Tu reviens sur un film toujours à l’affiche : « L’intérêt d’Adam ».
Adam, c’est un petit garçon de 4 ans, hospitalisé pour malnutrition après une décision de justice.
Mais sa mère refuse de quitter l’hôpital.
Refuse de laisser son fils.
Refuse de respecter les heures de visite.
Et pourtant, Lucy, infirmière en cheffe, va tout faire pour venir en aide à cette mère en détresse… pour l’intérêt de l’enfant. D’où le titre du film.

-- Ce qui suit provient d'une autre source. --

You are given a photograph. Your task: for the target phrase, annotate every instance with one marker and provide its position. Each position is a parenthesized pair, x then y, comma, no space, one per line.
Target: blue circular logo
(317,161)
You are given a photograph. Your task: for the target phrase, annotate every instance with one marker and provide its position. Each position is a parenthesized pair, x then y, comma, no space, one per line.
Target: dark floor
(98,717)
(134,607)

L’intérêt d’Adam, c’est le titre de ce vrai film de cinéma signé par la Belge Laura Wandel.
Au casting, on retrouve Léa Drucker. C’est elle qui incarne cette infirmière en cheffe, décidée à suivre son intuition, sa conviction profonde : pour aider le petit Adam, il faut faire confiance à sa mère, quitte à passer outre les règles imposées par la justice et l’hôpital.

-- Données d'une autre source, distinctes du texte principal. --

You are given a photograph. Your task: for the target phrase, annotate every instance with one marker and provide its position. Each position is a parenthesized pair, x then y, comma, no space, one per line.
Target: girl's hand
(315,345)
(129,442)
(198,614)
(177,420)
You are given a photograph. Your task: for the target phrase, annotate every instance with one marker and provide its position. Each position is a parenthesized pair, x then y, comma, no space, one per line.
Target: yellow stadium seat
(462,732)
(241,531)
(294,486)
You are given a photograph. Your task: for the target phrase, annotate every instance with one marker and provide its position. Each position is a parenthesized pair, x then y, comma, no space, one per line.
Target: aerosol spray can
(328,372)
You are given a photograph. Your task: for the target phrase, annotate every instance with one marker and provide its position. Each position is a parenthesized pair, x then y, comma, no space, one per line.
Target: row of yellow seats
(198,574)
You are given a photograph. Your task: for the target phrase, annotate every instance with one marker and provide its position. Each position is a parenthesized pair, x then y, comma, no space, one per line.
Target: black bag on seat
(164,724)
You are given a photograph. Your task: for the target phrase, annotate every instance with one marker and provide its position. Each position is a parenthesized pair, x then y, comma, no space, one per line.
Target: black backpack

Écoutez Léa Drucker, précisément sur le choix que fait son personnage...
Ça s’appelle donc L’intérêt d’Adam.
Un vrai thriller social.
C’est-à-dire qu’on est emporté dans la frénésie des urgences hospitalières — le stress, la fatigue, la pression — tout en suivant ce drame profondément humain et social.

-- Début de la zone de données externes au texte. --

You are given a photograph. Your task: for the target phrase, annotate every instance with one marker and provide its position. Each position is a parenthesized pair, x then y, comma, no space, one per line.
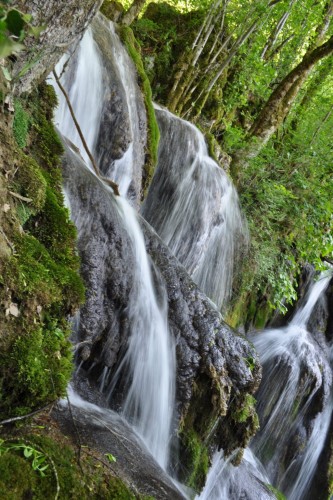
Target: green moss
(31,181)
(153,130)
(18,486)
(40,278)
(89,479)
(196,459)
(246,410)
(20,124)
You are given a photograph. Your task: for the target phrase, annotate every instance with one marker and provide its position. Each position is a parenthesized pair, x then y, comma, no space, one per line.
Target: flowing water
(194,207)
(149,362)
(295,408)
(82,79)
(87,83)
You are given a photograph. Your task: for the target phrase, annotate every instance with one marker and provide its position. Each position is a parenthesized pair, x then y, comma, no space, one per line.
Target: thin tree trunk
(279,27)
(278,106)
(322,123)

Un tournage dur et éprouvant pour Léa Drucker, qui s’est déroulé ici, en Belgique, à l’hôpital de Huy, entourée de personnel médical. C’est ce qu’elle m’a confié.
L’intérêt d’Adam est à voir en ce moment au cinéma, avec Léa Drucker !
Et dans les sorties de la semaine, on a aussi Kaamelott, avec le second volet !
Enfin… plutôt la première partie du second volet, toujours de et avec Alexandre Astier.
On retrouve également Audrey Fleurot, Alain Chabat, Christian Clavier… et bien d’autres.
Je vous le disais, c’est la première partie, puisque la seconde sortira dans un an.